Le sommaire de cet article :
- Une "révolution silencieuse" ?
- Toutes les femmes ne sont pas irréprochables
- On est où, exactement, en France ?
- Surtout, ne sois pas belle (et éventuellement tais-toi)
- Les femmes font-elles vraiment de la politique autrement ou font-elles une autre politique ?
Déjà, il ne faut pas faire la Béotienne et croire que les femmes haranguant la foule sur les estrades, c’est tout nouveau. Rosa Luxemburg n’était pas franchement discrète, Madeleine Albright ne se contentait pas de préparer les petits fours de la Maison Blanche, Indira Gandhi a montré qu’une femme savait diriger une société même largement patriarcale, et Margaret Thatcher est la preuve vivante qu’une femme peut avoir de la poigne.

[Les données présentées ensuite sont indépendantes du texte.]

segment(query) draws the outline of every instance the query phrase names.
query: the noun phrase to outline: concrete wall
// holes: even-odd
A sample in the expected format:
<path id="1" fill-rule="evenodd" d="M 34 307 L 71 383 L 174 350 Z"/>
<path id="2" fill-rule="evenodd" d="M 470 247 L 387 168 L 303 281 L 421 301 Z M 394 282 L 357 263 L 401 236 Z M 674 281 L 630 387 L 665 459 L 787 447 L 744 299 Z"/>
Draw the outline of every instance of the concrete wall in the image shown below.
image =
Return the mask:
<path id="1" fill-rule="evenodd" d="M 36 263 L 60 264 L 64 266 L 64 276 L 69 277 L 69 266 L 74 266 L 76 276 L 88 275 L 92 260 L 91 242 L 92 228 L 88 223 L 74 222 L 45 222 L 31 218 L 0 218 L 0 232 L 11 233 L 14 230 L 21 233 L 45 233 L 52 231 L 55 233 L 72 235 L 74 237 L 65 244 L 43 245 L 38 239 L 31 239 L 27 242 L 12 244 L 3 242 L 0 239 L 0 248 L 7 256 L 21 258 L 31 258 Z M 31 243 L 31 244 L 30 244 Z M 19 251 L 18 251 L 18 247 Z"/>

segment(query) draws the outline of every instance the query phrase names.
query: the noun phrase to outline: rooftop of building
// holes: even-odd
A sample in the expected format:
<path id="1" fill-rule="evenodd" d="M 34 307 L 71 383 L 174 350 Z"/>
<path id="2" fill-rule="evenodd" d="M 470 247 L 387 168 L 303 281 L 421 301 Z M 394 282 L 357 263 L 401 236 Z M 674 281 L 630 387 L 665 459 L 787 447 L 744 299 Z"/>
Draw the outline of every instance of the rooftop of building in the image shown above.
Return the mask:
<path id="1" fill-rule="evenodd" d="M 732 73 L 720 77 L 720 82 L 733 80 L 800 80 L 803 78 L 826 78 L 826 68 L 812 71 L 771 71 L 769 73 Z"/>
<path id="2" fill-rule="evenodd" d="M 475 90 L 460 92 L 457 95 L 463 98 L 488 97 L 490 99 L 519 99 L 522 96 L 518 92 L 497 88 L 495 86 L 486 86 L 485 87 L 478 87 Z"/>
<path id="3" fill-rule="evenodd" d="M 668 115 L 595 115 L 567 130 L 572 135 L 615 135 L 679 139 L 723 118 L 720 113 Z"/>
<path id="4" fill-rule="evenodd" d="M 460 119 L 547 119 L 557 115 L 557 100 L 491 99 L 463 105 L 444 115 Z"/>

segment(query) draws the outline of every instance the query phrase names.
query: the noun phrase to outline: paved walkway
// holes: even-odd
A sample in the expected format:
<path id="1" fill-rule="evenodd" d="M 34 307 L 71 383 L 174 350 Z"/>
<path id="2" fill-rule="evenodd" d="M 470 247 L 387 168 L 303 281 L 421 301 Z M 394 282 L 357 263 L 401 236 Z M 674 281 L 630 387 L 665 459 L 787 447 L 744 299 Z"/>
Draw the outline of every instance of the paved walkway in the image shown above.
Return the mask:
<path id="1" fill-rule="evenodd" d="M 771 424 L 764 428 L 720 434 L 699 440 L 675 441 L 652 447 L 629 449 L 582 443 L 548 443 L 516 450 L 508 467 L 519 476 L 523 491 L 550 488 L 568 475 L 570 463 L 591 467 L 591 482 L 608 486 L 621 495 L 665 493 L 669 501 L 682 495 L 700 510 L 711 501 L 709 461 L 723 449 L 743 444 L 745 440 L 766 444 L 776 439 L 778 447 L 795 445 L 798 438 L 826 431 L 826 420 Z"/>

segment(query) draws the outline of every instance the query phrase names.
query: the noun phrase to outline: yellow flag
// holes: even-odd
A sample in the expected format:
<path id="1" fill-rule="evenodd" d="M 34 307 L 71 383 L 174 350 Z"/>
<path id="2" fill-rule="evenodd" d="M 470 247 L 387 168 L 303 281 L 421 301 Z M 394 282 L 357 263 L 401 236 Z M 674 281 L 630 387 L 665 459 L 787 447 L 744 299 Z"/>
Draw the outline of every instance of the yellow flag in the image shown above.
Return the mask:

La nouveauté, c’est que les femmes commencent à être recherchées et élues justement parce que ce sont des femmes. Ce qui était auparavant leur plus grande faiblesse est aujourd’hui leur meilleur atout : d’elles doivent venir le changement, la nouveauté et une "nouvelle façon de faire de la politique". Mais est-ce vraiment une bonne idée ?
La nouvelle vague de femmes politiques est arrivée avec les années 90 et a explosé ces derniers mois : sont arrivées au pouvoir Angela Merkel en Allemagne, Ellen Johnson-Sirleaf au Libéria ou encore Michelle Bachelet au Chili. En Espagne, Zapatero affiche son modernisme en organisant son gouvernement de façon paritaire, en s’attachant les services de 8 femmes sur les 16 Ministres qu’il compte. Et le pauvre George W. Bush tremble depuis que Nancy Pelosi a pris le contrôle de la Chambre des Représentants. Un peu partout, il semble que les femmes vont révolutionner la politique.
Et pourtant, si les résultats de certaines sont loués sans hésitation, d’autres exemples sont nettement moins glorieux, et feraient mentir ceux qui affirment que les femmes font de la politique différemment, et forcément mieux que les hommes.
- Benazir Bhutto, première femme élue au poste de Premier Ministre dans un pays musulman en 1988, est considérée comme la personnalité pakistanaise la plus corrompue et est poursuivie dans son pays et en Suisse pour des détournements de fonds s’élevant à près de 2 milliards d’€.
- Le nom de son homologue turque Tansu Çiller est étroitement lié à plusieurs affaires de corruption et à de violentes répression contre les Kurdes.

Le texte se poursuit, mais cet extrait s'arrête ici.